The second objection is that we should not create new human-nonhuman cybrids or chimeras because they are unnatural and cross some kind of profound ethical line.
However, scientists have for over 20 years been inserting human genes into animals to create animal models of the human disease. Indeed, a significant proportion of the budgets of the National Institutes for Health in the US and the UK’s Medical Research Council goes to this research.
More recently, scientists have introduced human embryonic stem cells into animals to study development and disease. For over a decade we have had the power to create human-nonhuman chimeras by fusing embryos. Indeed, we have already created new animals such as the ‘geep’, brought into being by fusing a goat and sheep embryo. Novel life forms have been created and could be created.
Given that, in this case, the research will be closely regulated and the embryos destroyed, their creation does not raise new ethical issues. Indeed, cybrids raise fewer ethical issues than many of the chimeric (hybrid) and transgenic animals routinely created for the study of human disease. They are better seen as biological material or tissue for studying disease.
The third objection is that this research brings us ‘one step closer’ to reproductive cloning — cloning to produce live born babies. Reproductive cloning is unlikely to be safe based on the observation that cloned animals (mostly mice and cows) have hundreds of genes that are abnormally expressed, in particular genes important for foetal development.
The resulting animals have abnormalities during development (which is why 95 per cent or more of cloned embryos abort), at birth (‘large offspring syndrome’), or later in life (even seemingly normal mice often develop obesity, die prematurely, or develop more tumours than controls).
Interestingly, cloning to produce stem cells may be safer because the genes that cause the cloned embryos to be abnormal are not important for the derivation of embryonic stem cell (there is no foetal development).
In addition, the isolation of embryonic stem cells is a selection process where ‘normal’ cells will grow out into an embryonic stem cell line whereas ‘abnormal’ (not fully reprogrammed cells) will be selected against.
The response to fears about reproductive cloning is not to ban cloning.

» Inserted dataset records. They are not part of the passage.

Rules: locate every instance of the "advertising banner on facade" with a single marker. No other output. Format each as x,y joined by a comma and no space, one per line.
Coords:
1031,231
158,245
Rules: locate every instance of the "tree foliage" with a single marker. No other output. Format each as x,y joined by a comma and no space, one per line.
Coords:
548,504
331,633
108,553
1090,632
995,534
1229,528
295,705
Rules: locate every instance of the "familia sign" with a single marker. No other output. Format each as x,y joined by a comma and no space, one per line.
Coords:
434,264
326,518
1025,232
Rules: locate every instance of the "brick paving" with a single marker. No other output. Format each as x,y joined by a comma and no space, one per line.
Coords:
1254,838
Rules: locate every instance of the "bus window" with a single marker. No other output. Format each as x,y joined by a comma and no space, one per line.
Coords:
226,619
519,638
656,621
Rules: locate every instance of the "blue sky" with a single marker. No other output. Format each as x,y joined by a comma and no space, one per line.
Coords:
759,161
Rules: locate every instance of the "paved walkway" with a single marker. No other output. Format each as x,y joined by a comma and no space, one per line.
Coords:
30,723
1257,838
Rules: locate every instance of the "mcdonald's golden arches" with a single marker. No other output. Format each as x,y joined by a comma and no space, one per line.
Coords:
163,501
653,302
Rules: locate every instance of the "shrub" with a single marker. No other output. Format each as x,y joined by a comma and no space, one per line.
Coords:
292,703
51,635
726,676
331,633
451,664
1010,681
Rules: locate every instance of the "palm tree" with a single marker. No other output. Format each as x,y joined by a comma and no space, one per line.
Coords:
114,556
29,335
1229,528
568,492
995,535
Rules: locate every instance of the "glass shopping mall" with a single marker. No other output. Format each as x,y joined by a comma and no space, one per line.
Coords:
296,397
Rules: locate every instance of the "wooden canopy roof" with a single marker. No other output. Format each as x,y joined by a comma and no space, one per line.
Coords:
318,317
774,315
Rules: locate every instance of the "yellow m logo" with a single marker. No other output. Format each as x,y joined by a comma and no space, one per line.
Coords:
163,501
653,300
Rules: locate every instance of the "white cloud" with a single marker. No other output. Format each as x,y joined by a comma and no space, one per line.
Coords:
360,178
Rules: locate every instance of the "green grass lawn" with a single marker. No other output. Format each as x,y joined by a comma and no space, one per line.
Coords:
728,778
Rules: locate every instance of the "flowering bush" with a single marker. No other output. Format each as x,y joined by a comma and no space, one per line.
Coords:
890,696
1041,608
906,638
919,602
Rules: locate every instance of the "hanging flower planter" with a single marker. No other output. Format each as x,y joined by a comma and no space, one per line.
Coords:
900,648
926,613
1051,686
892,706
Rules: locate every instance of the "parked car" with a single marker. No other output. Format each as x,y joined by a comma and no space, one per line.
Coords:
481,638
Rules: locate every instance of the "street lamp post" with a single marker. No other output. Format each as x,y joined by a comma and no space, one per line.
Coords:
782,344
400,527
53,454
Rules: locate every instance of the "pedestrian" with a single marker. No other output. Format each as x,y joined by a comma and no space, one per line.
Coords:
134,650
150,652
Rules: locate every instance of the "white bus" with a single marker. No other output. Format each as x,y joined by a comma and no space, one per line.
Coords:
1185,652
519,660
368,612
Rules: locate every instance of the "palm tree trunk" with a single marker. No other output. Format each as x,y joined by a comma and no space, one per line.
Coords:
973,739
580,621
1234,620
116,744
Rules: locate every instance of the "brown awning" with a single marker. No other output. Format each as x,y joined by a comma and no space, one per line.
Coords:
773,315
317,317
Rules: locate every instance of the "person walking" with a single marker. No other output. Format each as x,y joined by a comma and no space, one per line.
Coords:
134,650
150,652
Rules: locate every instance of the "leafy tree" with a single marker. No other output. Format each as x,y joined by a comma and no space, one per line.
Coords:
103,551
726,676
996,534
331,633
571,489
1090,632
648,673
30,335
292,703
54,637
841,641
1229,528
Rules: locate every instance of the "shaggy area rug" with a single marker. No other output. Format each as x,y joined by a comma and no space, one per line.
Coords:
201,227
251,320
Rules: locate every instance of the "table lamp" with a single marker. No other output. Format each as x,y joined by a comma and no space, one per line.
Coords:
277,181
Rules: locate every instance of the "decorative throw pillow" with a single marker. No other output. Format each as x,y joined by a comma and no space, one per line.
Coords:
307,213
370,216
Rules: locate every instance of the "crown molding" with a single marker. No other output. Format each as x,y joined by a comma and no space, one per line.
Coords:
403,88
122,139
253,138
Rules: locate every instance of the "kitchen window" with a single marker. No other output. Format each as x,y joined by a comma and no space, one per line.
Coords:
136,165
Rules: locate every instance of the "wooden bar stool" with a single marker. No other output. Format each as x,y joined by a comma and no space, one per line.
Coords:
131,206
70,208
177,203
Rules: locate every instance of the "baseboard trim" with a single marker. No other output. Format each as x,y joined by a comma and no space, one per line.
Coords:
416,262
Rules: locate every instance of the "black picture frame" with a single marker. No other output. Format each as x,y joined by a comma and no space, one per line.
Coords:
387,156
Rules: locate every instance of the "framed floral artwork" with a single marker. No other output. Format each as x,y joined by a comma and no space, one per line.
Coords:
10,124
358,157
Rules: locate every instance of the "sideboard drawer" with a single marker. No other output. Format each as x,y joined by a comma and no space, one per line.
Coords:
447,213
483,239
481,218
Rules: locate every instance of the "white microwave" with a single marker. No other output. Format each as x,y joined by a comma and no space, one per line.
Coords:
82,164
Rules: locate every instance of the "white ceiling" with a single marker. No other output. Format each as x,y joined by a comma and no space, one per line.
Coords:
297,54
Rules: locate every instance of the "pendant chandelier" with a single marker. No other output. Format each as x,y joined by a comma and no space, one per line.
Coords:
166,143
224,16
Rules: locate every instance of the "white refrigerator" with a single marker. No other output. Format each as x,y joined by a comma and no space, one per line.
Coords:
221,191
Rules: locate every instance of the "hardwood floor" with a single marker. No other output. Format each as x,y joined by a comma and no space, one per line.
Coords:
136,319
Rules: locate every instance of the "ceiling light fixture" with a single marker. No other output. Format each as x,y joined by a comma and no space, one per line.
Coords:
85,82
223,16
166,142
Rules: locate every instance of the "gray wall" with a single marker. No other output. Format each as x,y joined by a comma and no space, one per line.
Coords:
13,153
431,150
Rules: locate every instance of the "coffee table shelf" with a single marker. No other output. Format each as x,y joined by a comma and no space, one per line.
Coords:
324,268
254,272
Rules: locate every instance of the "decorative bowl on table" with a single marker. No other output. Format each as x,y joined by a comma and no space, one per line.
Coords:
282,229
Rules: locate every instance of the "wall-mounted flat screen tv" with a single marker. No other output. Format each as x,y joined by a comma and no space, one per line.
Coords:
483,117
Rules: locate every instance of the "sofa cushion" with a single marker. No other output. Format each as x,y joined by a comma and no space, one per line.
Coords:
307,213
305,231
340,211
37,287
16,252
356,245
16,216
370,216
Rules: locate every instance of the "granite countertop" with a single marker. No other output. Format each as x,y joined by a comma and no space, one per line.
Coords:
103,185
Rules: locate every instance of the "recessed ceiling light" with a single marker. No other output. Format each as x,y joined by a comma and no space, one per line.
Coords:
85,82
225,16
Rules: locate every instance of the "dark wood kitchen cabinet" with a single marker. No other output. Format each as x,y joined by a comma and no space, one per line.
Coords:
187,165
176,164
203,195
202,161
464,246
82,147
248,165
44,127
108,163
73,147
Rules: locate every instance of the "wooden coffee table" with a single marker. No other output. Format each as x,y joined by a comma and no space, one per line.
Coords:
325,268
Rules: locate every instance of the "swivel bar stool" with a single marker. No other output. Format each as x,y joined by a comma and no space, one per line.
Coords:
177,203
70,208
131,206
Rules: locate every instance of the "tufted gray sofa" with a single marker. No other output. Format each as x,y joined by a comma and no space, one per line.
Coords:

It is to ban reproductive cloning. The UK has already banned reproductive cloning, and any scientist in the UK who lets a cybrid develop longer than 14 days would face criminal charges.
To ban this research because of fears about reproductive cloning or creation of human-nonhuman chimeras is not just to throw the baby out with the bath water. It is possibly to throw millions of babies out.
When it comes to research into lethal diseases, time is not only money; it is human lives. There is a moral imperative to facilitate cybrid research.
Professor Julian Savulescu is Director of the Oxford Uehiro Centre for Practical Ethics and the Programme on the Ethics of the New Biosciences, 21st Century School, University of Oxford.